By Rom Badilla and Maulik Mody
Treasuries gained and stocks fell, shedding its gains from yesterday after the Fed said in its meeting today that they are prepared to ease monetary policy in needed, but no action will be taken as of now. The Fed also said that rates will continue to remain in the less than 0.25% range. Gold climbed to a record high and the dollar ended weaker at the end of the day.
Housing starts in the U.S. rebounded in August after collapsing in recent months. The Commerce Department reported that builders began work on an annualized pace of 589,000 homes, which is an increase of 10.5 percent in August. The jump in Housing Starts, which was above market forecasts of 0.7 percent, follows three straight months of flat to negative growth. Much of the growth was concentrated in multifamily housing since starts increased by 32.2 percent. Single-family housing starts improved by a more modest gain of 4.3 percent. On a year over year basis, total Housing Starts is up by 2.2 percent, which is a marked improvement from the last two months. In June and July, Housing Starts declined by 7.5 and 7.8 percent on a year over year basis, respectively.
New home construction was extremely weak in the Northeast part of the country as housing starts declined by 28.0 percent. Conversely, housing starts were robust in both the Midwest and West regions as new construction increased by 21.7 and 34.3 percent. In a similar fashion with the total number, the South increased by 7.0 percent after muddling around in negative territory for the past three months.

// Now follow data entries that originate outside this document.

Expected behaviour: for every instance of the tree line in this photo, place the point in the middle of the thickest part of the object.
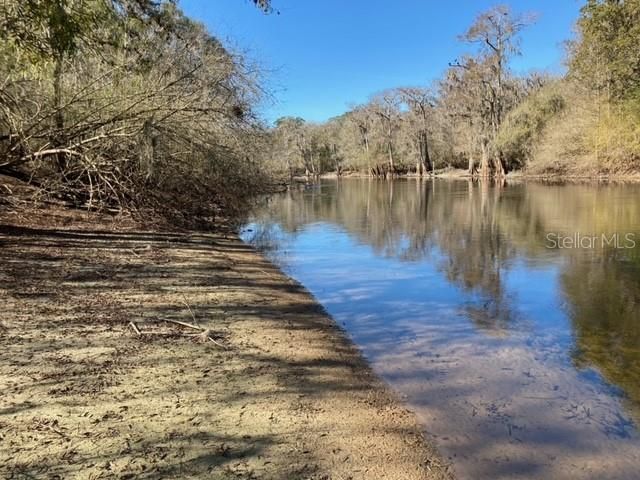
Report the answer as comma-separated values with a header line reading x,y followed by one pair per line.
x,y
128,104
484,118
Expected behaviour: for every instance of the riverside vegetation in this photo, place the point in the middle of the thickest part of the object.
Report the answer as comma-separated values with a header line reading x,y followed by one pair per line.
x,y
130,104
484,118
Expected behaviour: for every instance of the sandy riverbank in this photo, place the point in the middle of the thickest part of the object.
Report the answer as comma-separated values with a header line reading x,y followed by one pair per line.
x,y
278,394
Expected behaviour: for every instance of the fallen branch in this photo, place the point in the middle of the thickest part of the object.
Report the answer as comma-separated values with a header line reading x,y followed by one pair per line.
x,y
135,328
184,324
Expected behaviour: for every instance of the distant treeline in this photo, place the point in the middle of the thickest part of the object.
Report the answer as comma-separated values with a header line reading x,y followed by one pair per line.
x,y
481,117
128,104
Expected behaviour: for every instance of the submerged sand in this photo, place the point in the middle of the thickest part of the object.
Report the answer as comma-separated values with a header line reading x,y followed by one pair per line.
x,y
278,392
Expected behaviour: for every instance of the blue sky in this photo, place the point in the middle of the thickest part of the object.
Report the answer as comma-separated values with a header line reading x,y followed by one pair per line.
x,y
324,55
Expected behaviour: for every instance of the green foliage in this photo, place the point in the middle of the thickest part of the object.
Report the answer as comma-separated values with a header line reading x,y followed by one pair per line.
x,y
128,104
523,126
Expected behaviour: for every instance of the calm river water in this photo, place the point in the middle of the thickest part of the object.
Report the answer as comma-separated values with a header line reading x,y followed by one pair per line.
x,y
508,317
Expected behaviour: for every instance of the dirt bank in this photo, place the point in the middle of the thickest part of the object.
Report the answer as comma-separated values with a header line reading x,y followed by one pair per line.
x,y
276,393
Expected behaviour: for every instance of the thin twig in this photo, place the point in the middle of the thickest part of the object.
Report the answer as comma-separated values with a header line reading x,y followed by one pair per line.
x,y
135,328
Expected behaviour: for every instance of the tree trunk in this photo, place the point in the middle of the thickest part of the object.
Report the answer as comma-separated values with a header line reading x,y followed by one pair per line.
x,y
498,168
58,139
485,169
428,165
472,164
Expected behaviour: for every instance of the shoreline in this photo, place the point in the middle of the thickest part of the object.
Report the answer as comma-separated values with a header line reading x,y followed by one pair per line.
x,y
279,392
457,174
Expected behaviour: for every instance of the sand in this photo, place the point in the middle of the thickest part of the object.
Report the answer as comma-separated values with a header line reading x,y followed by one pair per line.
x,y
273,391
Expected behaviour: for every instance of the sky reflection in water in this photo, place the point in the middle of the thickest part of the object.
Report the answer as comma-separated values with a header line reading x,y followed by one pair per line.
x,y
521,361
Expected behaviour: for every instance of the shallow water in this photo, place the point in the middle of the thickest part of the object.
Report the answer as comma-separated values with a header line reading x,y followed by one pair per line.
x,y
521,358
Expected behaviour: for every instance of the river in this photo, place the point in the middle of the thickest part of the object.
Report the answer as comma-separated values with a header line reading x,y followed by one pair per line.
x,y
507,316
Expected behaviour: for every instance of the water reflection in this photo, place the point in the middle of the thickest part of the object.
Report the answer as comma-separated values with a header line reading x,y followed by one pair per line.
x,y
522,360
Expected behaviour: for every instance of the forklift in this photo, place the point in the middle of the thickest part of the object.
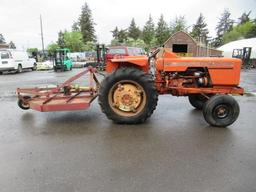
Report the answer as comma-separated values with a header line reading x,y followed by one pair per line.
x,y
62,62
245,55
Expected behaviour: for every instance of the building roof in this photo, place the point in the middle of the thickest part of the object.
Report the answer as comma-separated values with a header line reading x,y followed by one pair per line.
x,y
240,44
177,33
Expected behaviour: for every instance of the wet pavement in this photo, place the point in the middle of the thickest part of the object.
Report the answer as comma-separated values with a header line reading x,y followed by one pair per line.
x,y
175,150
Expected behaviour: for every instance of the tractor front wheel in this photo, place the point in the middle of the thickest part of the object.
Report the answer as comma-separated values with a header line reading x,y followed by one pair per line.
x,y
221,110
128,96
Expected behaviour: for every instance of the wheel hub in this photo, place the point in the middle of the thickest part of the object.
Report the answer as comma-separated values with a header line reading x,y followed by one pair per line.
x,y
127,97
221,111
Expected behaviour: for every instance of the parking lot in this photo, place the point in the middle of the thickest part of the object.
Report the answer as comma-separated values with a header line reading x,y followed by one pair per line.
x,y
175,150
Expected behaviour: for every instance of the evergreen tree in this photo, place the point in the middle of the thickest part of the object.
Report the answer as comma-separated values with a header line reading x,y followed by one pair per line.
x,y
179,24
200,31
134,31
224,25
2,40
75,26
119,36
162,31
86,24
12,45
244,18
115,33
61,41
122,36
148,33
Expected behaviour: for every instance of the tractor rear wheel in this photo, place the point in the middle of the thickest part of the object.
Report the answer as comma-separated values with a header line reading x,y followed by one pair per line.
x,y
221,110
128,96
198,100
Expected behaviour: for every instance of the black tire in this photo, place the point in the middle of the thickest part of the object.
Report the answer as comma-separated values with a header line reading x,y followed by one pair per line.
x,y
19,70
133,77
221,110
198,100
24,105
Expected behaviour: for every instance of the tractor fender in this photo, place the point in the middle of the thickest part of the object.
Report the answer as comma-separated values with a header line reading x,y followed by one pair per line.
x,y
140,62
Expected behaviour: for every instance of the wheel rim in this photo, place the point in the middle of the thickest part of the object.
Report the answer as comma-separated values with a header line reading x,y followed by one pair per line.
x,y
25,105
221,111
127,98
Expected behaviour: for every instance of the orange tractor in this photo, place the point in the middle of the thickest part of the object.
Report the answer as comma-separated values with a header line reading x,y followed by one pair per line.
x,y
129,93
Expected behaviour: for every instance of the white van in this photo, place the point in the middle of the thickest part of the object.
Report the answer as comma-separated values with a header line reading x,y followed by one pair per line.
x,y
13,60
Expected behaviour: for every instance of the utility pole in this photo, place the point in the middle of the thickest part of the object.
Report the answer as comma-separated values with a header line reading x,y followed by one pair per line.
x,y
42,35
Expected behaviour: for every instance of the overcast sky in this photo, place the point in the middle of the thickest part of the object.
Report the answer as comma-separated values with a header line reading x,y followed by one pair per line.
x,y
19,19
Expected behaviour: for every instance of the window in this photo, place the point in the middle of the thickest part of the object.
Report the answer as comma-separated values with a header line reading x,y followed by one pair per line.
x,y
4,55
180,48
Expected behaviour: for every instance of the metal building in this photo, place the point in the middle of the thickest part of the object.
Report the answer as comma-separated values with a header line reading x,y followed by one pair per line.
x,y
184,45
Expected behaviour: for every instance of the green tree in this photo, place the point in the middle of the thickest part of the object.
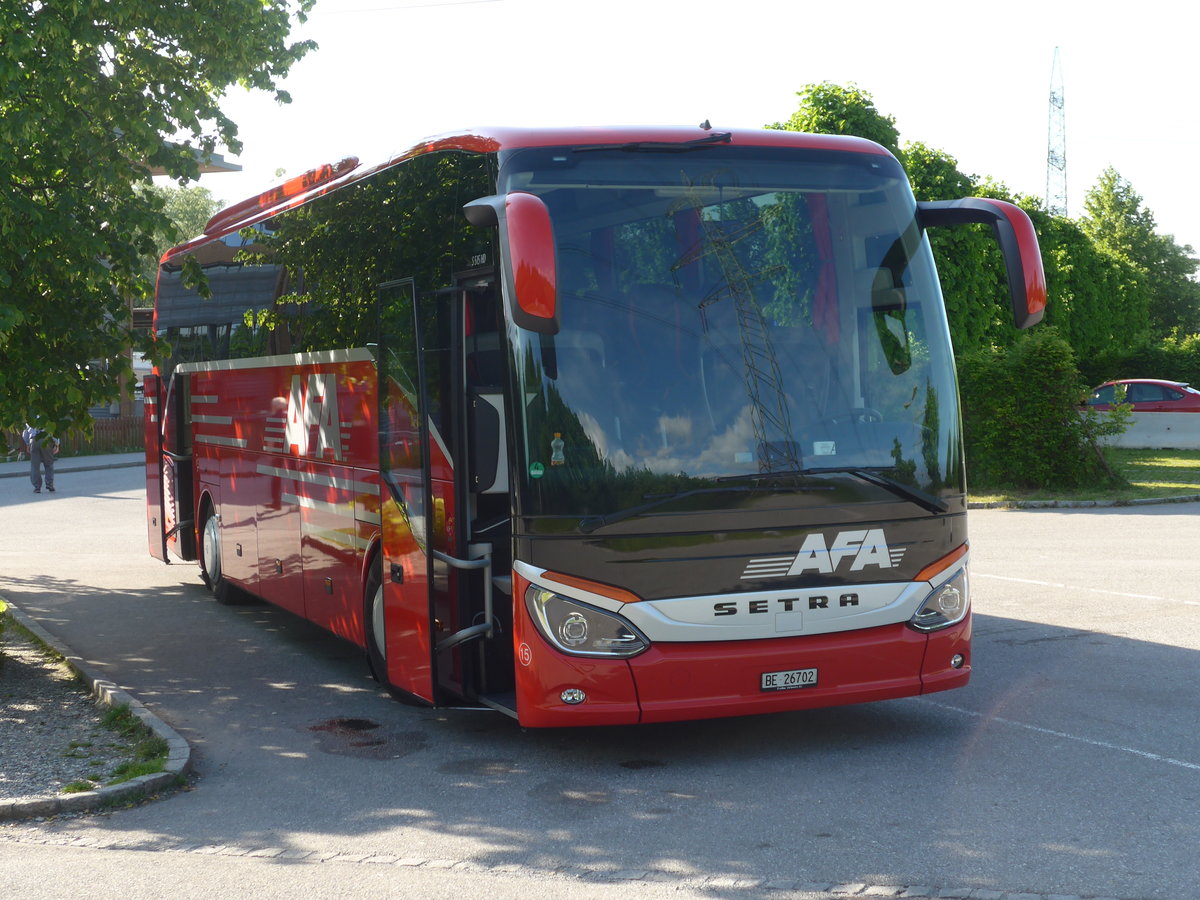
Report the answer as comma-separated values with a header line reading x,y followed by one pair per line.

Building Permits, which can be interpreted as a leading indicator for Housing Starts, increased by 1.8 percent or at an annualized pace of 569,000 applications in August. The increase, which follows July’s pace of 559,000, surpassed market expectations as forecasters expected an increase of just 0.2 percent. Despite the latest round of improvement, Building Permits on a year over year basis is down 6.7 percent, which suggests that this economy has a lot of wood to chop before signaling the end of this latest downturn in the housing market.
Investors parked their funds on safe government bonds after the Fed said that the economic recovery remained slow and inflation low. Yields pushed down across the curve as a result, more at the far end of the spectrum. The yield on the 2-yr fell to a record low of 0.41%, 5 bp lower than yesterday. The bond had reached its previous low of 0.46% last month, and after falling in price last week, the bond gained today pushing yields lower. The yield on the 5-Yr slumped 11 bp to 1.30%, lowering the belly of the curve. The benchmark 10-yr bond rallied pushing yields 13 bp lower to 2.57%. The yield on the 30-Yr shed 10 bp to 3.78%. (Click to enlarge)
Inflation expectations, as indicated by the yield differential between the 10-yr Treasury note and 10-Yr inflation-indexed bonds (TIPS), widened 6basis point to 1.85%.
Sovereign yields fell across the Atlantic as investors shed risky assets for relatively safer government issues. Germany’s 5-Yr bond yields fell 3 bp to 1.45%. Yields on the 5-Yr U.K Gilts slid 4 bp to 1.77%. The yield on the French 5-yr bond ended 3 bp weaker at 1.80%.
Among the peripherals, Ireland’s 5-yr bond rallied, reversing its losses since a week. The yield on the bonds fell 18 bp to 5.29%. Yield on the Greece 5-Yr bond fell 27 bp to 11.39%. Portugal’s 5-Yr bond yields were 8 bp lower at 4.91%. Spain’s 5-Yr bonds gained pushing yields 2 bp lower to 3.11%.
Corporate bonds rallied as seen in the iTB Indices. The shorter bond climbed to 1088.43, as the average yield fell 9 bp to 2.38%. Bonds in this index outperformed Treasuries as yields tightened by a basis point to 1.66%.
The rally was led by BP’s 5.25% issue due 2013, which 60 cents to 107.20. The yield on the bond fell 20 bp to 2.83, narrowing its spread by 12 bp to 2.13.
The longer index improved 0.5% to 1149.98, ending within spitting distance of the 1150 mark. The average yield weakened 11 bp to fall below the 4.0% mark to 3.95%. Spreads remained flat 1.64% as the index performed at par with Treasuries.
The best performer in the far end of the spectrum was ArcelorMittal’s 9.85% issue due 2019. The yield on the bond fell 17 bp pushing its price $1.34 higher to 127.52. The extra yield demanded by investors to hold the bond over a Treasury with comparable maturity fell 6 bp to 3.54%.
Across The Capital Markets
Stocks ended their green streak as most indices fell in afternoon trading, closing slightly below yesterday’s close. The S&P ended 0.3% weaker at 1139.78. NASDAQ followed suit to call it a day at 2349.25. The VIX volatility index gained 4% to 22.35.
The DXY index ended lower at 80.296. Euro strengthened 1.5% against the dollar to 1.3264. The GBP gained 0.6% to 1.5623.
Gold spot price closed at an all-time high to 1278.15. Crude spot price fell 1.8% to 74.69.